Sunday 26 May 2013

A Land More Kind Than Home - Wiley Cash

Sitting on my bookshelf for a couple of years is another one of those books that I was "saving", and when I started to read it I knew it was special.  North Carolina is the setting for the book, and North Carolina is also the home of the author, Wiley Cash, whose first novel this is.  I hope he has more than one book in him as I wait eagerly for the next.  He is able to build characters that you can truly see within  a couple of lines.  You can feel and smell everything around you, the poverty, the flowers in the meadow, the tobacco plants growing in the fields, then their smell when put up to dry for selling.  On the back cover part of the blurb  says "... spellbinding, hearbreaking story about cruelty and innocence, and the failure of religion and family to protect a child".  That just about sums it up, but you need to read it.

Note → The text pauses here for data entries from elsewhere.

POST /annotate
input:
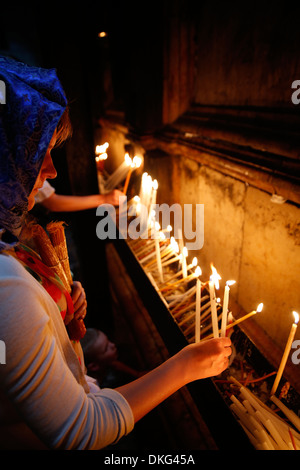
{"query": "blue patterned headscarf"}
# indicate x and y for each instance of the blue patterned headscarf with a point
(34, 103)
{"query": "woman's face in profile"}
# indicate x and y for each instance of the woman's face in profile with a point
(47, 171)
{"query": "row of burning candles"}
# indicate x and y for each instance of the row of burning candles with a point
(165, 256)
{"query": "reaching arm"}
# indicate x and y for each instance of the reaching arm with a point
(195, 361)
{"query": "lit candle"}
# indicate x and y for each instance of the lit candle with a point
(214, 283)
(198, 304)
(288, 413)
(286, 353)
(119, 174)
(101, 148)
(101, 155)
(128, 178)
(183, 251)
(225, 308)
(245, 317)
(135, 163)
(158, 257)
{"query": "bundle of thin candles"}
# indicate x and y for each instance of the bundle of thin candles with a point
(54, 253)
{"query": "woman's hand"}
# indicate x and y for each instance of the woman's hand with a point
(207, 358)
(193, 362)
(79, 300)
(114, 197)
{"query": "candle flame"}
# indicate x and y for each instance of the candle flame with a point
(174, 245)
(215, 276)
(259, 308)
(102, 156)
(198, 271)
(137, 161)
(127, 159)
(101, 148)
(155, 184)
(296, 316)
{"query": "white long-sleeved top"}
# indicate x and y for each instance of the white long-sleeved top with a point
(44, 397)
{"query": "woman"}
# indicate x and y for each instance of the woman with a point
(45, 399)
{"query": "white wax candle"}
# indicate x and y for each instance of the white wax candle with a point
(213, 308)
(285, 354)
(288, 413)
(158, 259)
(225, 308)
(198, 307)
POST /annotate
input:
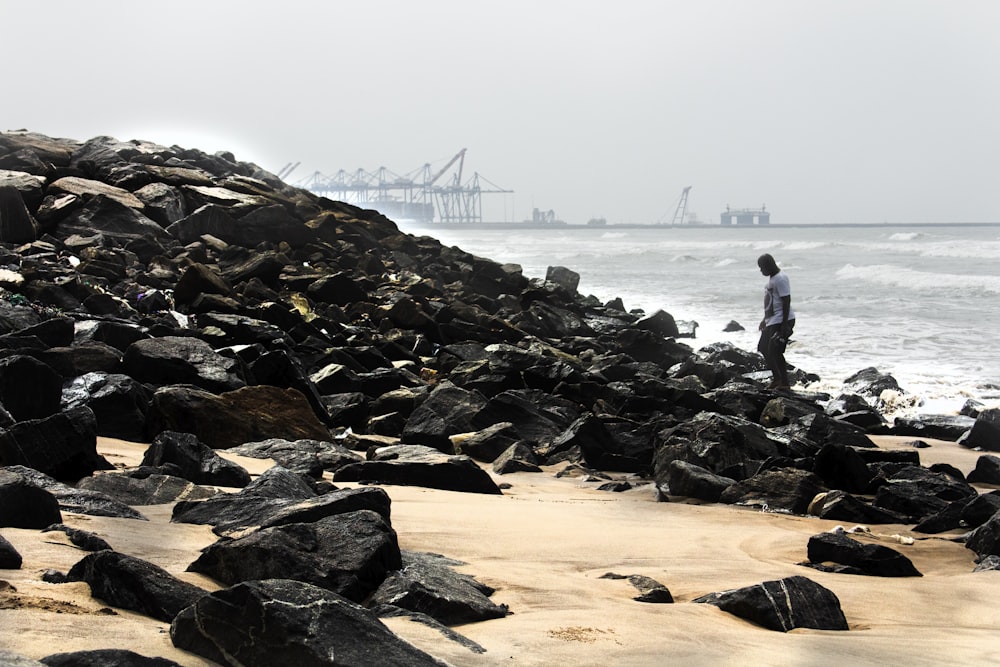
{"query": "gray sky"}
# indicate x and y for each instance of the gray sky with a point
(847, 110)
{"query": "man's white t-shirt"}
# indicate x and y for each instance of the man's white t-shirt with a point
(777, 287)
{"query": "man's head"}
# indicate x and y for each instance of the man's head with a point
(767, 265)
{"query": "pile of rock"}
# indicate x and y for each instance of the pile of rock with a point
(197, 303)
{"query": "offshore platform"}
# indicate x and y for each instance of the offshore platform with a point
(422, 196)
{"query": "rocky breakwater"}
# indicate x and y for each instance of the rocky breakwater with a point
(198, 303)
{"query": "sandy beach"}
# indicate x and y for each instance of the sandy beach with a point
(544, 545)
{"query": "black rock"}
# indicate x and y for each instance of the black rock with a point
(871, 559)
(197, 462)
(349, 554)
(63, 446)
(10, 559)
(782, 489)
(987, 470)
(261, 622)
(107, 657)
(427, 584)
(415, 465)
(691, 481)
(783, 605)
(132, 583)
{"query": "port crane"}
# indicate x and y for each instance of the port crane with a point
(419, 195)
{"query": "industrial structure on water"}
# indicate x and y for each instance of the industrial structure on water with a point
(422, 196)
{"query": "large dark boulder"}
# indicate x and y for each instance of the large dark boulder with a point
(447, 411)
(985, 540)
(29, 388)
(105, 657)
(118, 402)
(262, 623)
(78, 499)
(691, 481)
(872, 559)
(249, 414)
(63, 446)
(181, 360)
(194, 460)
(416, 465)
(783, 605)
(427, 584)
(349, 554)
(135, 584)
(24, 504)
(781, 489)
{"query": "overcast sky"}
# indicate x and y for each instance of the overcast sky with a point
(846, 110)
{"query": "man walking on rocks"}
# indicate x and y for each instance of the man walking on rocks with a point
(778, 322)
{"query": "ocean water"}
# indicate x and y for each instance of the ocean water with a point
(920, 303)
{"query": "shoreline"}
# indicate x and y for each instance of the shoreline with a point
(544, 545)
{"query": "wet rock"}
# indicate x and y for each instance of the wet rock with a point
(181, 360)
(24, 504)
(259, 622)
(691, 481)
(194, 460)
(783, 605)
(416, 465)
(249, 414)
(78, 500)
(783, 489)
(349, 554)
(131, 583)
(106, 657)
(63, 446)
(427, 584)
(10, 559)
(870, 559)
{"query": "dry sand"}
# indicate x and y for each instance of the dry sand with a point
(544, 545)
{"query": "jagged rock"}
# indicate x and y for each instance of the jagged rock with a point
(985, 540)
(516, 458)
(260, 623)
(134, 584)
(871, 382)
(29, 388)
(178, 360)
(349, 554)
(783, 605)
(871, 559)
(306, 457)
(691, 481)
(650, 590)
(427, 584)
(841, 467)
(841, 506)
(487, 444)
(24, 504)
(249, 414)
(10, 559)
(78, 500)
(105, 657)
(118, 402)
(63, 446)
(984, 433)
(416, 465)
(84, 539)
(150, 489)
(987, 470)
(940, 427)
(275, 498)
(447, 411)
(715, 442)
(783, 489)
(196, 461)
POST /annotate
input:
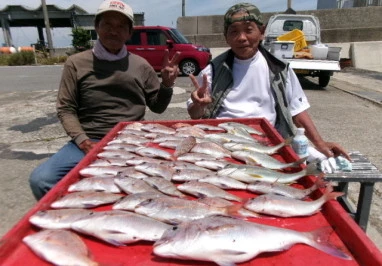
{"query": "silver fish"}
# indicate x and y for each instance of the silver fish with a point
(85, 199)
(249, 129)
(194, 157)
(132, 172)
(101, 170)
(131, 185)
(120, 227)
(116, 154)
(154, 153)
(265, 160)
(60, 247)
(154, 169)
(227, 137)
(58, 219)
(257, 147)
(209, 127)
(120, 146)
(224, 182)
(129, 139)
(211, 148)
(108, 162)
(177, 210)
(281, 206)
(261, 187)
(158, 128)
(130, 201)
(252, 173)
(212, 164)
(227, 241)
(139, 160)
(189, 174)
(201, 189)
(165, 186)
(185, 146)
(105, 184)
(220, 202)
(134, 125)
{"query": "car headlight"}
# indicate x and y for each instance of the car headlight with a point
(203, 49)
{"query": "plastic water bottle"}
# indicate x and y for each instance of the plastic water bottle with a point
(300, 143)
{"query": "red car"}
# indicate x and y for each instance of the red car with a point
(151, 41)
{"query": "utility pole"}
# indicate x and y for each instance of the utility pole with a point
(47, 27)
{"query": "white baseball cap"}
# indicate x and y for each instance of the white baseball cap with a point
(118, 6)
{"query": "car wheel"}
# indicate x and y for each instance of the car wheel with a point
(188, 67)
(323, 78)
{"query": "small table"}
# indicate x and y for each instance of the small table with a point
(367, 175)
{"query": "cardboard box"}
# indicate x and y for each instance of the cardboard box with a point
(282, 49)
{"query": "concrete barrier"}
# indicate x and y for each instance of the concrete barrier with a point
(367, 55)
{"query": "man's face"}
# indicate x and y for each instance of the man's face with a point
(244, 37)
(113, 31)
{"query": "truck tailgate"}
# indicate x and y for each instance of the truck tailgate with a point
(309, 64)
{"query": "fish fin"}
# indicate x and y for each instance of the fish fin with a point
(313, 169)
(288, 141)
(256, 176)
(320, 240)
(299, 161)
(233, 210)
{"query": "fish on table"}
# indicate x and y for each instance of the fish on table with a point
(59, 247)
(261, 187)
(119, 227)
(105, 184)
(265, 160)
(58, 219)
(227, 241)
(202, 189)
(252, 173)
(281, 206)
(85, 199)
(177, 210)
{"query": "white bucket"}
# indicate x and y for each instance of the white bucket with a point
(319, 51)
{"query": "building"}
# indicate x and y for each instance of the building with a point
(331, 4)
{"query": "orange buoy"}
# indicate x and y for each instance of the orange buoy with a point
(7, 50)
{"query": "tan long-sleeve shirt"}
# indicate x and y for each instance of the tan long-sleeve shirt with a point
(95, 95)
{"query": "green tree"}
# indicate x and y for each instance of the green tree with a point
(81, 39)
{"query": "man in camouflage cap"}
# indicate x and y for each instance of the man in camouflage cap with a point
(248, 81)
(253, 12)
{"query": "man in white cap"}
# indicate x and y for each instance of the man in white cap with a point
(101, 87)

Children are quite often bystanders and watchers in life's ups and downs; and often they are forgotten, or ignored.  It is certain that many adults have not the slightest idea what children think about certain things.  And this is the case with nine year old Jess and his slightly older brother Christopher, called
"Stump" whose parents started their long run down the road of estrangement when it was discovered that Stump was definitely a mute, and possibly severely autistic.  Jess supports his brother in every way he can, they go out fishing and catching salamanders, and digging out rocks with quartz in them to keep.  They lead a poor, but well fed and happy childhood and when Moma goes off to her evangelical church meeting every Sunday, they spend time with Miss Adelaide Lyle, who takes Sunday School outside the church - having told the Pastor, one Carson Chambliss, that kids should not see the things that happen in his services, which are conducted in an old grocery store with newspapers over the windows. Chambliss never forgives her for this..... but you know from very early on what a manipulative, clever, evil man he is, and so you know there is trouble brewing in town.   It is clear from the early pages and the back of the book that a child has died - and that is the tale within.  How the child died, why the child died, and how this can be resolved.  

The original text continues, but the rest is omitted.